Niharika graduated from the University of Birmingham in 2009 with a BSc (Hons) in Biological Sciences. She joined Professor Janet Lord’s lab for her PhD undertaking a project investigating the effects of chronic stress (hip fracture and depression) on the ageing of the immune system. Since completing her doctorate she remained at Birmingham exploring the potential of lifelong physical activity to reverse the immune ageing clock and in 2017 she was awarded the Korenchevsky award by the British Society for Research in Ageing for this work.
In 2019, she was appointed as a Lecturer in the Institute of Inflammation and Ageing.

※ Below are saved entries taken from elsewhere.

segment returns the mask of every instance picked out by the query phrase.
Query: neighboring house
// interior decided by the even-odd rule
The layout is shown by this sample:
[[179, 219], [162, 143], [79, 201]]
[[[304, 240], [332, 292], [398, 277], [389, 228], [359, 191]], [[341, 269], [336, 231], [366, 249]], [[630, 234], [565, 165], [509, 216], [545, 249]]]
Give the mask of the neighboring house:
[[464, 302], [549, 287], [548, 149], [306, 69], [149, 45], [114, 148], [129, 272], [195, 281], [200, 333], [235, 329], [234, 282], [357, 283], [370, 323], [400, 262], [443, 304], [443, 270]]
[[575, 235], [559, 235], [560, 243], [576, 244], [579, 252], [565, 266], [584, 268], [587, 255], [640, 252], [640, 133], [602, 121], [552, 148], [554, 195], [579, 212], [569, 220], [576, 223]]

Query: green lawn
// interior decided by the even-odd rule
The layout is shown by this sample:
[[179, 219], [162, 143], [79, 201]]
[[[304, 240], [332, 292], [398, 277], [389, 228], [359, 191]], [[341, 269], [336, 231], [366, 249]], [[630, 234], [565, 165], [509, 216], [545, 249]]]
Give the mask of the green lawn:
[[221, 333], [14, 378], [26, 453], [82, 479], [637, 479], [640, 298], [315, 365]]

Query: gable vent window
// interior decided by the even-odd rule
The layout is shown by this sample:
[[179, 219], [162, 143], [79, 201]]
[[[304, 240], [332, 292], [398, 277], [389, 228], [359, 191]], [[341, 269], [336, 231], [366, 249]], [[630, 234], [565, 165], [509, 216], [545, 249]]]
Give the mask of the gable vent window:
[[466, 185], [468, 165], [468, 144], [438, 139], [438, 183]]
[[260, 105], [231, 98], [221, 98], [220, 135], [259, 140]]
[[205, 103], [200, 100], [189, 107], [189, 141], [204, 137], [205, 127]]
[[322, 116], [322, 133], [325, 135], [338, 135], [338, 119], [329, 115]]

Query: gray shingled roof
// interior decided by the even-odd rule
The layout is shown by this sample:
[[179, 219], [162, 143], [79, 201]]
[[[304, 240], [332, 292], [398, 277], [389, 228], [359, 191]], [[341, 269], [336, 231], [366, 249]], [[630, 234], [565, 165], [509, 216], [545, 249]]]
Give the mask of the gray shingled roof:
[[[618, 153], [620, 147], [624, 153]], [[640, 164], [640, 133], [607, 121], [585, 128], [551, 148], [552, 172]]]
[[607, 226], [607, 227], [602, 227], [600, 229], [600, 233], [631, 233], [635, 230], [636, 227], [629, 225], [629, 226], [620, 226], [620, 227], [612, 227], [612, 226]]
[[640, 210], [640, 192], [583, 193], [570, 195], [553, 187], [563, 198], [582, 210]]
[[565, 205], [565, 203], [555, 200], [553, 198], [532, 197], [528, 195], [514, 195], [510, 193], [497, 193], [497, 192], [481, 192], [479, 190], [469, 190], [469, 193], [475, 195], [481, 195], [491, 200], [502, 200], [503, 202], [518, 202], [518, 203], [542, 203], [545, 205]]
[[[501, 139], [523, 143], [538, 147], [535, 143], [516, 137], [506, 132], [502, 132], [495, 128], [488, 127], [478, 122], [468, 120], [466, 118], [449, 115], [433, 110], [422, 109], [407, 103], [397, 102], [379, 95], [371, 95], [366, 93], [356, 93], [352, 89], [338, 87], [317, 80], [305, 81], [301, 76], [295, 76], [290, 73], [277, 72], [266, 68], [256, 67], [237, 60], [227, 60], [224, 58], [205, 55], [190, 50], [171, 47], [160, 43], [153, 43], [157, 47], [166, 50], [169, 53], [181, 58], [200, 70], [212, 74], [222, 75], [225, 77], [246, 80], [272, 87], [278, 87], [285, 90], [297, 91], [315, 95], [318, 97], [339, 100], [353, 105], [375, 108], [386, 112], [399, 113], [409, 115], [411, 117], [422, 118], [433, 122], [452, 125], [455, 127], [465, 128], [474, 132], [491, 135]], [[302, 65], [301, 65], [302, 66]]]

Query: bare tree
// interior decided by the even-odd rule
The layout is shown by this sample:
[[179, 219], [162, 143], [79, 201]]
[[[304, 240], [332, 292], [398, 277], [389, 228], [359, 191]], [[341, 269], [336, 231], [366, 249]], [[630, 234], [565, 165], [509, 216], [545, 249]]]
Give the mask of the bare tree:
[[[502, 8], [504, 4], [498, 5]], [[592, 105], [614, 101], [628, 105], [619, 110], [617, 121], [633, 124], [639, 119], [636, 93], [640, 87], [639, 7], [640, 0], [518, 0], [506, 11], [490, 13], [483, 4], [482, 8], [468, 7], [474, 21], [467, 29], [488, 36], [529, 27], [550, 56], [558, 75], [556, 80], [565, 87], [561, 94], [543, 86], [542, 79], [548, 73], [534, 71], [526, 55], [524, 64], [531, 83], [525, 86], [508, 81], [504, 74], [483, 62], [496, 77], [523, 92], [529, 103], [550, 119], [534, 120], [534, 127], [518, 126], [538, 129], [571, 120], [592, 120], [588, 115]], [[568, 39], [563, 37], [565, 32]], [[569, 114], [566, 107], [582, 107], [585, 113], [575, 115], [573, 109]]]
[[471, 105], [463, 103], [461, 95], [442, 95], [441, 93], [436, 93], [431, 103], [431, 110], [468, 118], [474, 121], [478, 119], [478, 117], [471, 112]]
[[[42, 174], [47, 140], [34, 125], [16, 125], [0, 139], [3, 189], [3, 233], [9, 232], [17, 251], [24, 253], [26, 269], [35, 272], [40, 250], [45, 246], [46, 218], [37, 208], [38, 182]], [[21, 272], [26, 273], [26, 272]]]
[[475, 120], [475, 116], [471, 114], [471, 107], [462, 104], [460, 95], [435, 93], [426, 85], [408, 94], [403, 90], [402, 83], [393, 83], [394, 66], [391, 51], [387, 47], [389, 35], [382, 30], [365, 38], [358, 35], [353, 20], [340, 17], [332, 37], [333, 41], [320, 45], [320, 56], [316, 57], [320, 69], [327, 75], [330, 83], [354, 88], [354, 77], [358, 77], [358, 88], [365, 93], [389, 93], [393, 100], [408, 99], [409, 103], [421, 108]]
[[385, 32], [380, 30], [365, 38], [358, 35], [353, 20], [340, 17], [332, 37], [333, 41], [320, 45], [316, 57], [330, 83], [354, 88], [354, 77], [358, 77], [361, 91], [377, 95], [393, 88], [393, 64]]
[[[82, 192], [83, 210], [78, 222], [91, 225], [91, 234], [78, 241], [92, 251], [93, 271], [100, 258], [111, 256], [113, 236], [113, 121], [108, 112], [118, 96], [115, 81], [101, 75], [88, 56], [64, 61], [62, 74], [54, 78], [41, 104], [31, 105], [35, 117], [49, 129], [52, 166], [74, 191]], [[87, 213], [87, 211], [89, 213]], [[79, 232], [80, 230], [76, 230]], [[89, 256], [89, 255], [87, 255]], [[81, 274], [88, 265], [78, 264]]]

Her research focuses on exploring the links between immunesenescence and increased risk of autoimmune disorders such as rheumatoid arthritis and the role of regulatory B cells. In addition she has also developed an interest in investigating the contribution of immunesenescence in onset of other pathological conditions, such as C. difficile infections (CDI) and the role of Faecal Microbiota Transplant (FMT) as a potential intervention in these patients.
Other areas of research interest include sarcopenia and frailty and the development of multi-morbidity. More recently she has carried out research into the impact of critical injury and trauma on the rate of immunological ageing with the aim to develop biomarkers for patient stratification and development of new therapies to improve outcomes after injury.